Coverage by Dan Krovich
September 19, 2002
Far From Heaven
Todd Haynes' latest is an homage to the 1950s melodramas of Douglas Sirk. Instead of simply taking one of Sirk's films and updating it and remaking it, Haynes travels back in time to make a film of his own in that style. Everything from the cinematography, set design, musical score, dialogue, and even acting are appropriated to make a film about an upper-middle-class housewife whose perfect life begins to unravel. It takes a little time to become acclimated to the style, but once you let yourself into the world it is a wonderful film. Though it's impossible not to laugh at some of the attitudes and conventions of the time and style, the film is remarkably lacking in irony. This is not a parody of the style, but a loving tribute that succeeds at playing to a modern audience.
Great performances mark Lisa Cholodenko's follow-up to High Art. Sam (Christian Bale) and his fiancée Alex (Kate Beckinsale) are graduates of Harvard Medical School. They move to Los Angeles so Sam can begin his residency while Alex will work on finishing her thesis. For convenience, they will stay at Sam's mother's house while she is out of town. When they arrive, however, Mom (Frances McDormand) is still there, recording a way-behind-schedule album for a rock band headed by her much younger boyfriend, Ian (Alessandro Nivola). In a role reversal of the normal situation, it is the straight-arrow son who has the conflict with his free-spirited mother, while his bride-to-be becomes enticed by the sex, drugs, and rock-and-roll lifestyle. Like several films at the festival, this engaging film also sports a great soundtrack.
Yadon Ilaheyya (Divine Intervention)
We're going to have to chalk this one up to I just didn't get it. The film won an award at Cannes and it seemed like the rest of the audience enjoyed the film quite a bit. The film, from Palestinian director Elia Suleiman, is an absurdist political satire that approaches the Palestinian-Israeli conflict with humor. While I generally subscribe to the idea that you can often shed more light on an issue through comedy than through preaching, I just didn't find the film all that funny.
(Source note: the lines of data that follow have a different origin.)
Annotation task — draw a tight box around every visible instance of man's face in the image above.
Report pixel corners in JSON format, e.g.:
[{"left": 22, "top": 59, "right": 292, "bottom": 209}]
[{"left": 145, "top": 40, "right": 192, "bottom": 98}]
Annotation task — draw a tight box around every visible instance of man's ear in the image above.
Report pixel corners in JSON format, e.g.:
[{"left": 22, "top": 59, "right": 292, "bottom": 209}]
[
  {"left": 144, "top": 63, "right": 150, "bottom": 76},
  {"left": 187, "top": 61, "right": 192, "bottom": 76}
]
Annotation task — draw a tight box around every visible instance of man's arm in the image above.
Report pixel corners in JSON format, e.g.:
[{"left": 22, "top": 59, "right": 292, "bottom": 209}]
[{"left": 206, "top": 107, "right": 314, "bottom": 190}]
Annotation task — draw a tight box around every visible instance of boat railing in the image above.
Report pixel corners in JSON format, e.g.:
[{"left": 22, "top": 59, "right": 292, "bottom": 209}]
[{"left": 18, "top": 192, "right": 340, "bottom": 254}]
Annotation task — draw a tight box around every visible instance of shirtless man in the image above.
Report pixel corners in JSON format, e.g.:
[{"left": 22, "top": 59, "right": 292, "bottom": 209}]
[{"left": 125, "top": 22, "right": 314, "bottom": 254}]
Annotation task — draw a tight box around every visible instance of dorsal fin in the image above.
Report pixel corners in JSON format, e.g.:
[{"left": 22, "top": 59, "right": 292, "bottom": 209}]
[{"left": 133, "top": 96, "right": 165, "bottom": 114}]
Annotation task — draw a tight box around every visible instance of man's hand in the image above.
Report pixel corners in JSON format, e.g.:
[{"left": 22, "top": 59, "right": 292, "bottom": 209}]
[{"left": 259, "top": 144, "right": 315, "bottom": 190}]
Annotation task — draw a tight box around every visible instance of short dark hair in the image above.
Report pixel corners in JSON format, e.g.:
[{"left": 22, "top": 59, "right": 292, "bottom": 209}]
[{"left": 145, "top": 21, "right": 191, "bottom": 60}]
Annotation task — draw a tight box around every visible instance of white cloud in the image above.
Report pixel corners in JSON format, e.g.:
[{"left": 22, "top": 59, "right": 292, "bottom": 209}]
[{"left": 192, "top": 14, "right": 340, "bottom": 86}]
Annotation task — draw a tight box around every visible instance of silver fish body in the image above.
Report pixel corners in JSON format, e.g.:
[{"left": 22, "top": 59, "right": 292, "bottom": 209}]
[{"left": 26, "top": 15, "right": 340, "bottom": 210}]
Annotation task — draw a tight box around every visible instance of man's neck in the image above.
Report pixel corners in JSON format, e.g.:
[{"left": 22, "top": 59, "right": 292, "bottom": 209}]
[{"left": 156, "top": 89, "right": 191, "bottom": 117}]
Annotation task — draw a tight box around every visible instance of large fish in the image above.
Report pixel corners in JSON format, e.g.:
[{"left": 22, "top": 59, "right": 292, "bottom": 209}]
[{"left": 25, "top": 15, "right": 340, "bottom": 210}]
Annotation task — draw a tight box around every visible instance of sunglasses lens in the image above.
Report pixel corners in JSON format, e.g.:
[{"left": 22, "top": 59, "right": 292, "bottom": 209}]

Jukeodo Jo A (Too Young to Die)
Some films strive for ultra-realism, where the film is less about story than it is about showing a slice of life. This film, about a Korean couple who find love in their 70s, is such a film. Played by a real-life couple and based on their own experiences, instead of writing out a script, we simply watch them do things such as teach each other to sing and write, do the laundry, and have sex. I don't mean that there is a filmed love scene. Yes, I really mean they set up the camera and there is one single, seven-minute take of the couple actually having sex. While I'm all for septuagenarian Koreans having sex, it's not something I particularly want to watch. Combined, I estimate that one-third of the 67-minute film was the couple having sex.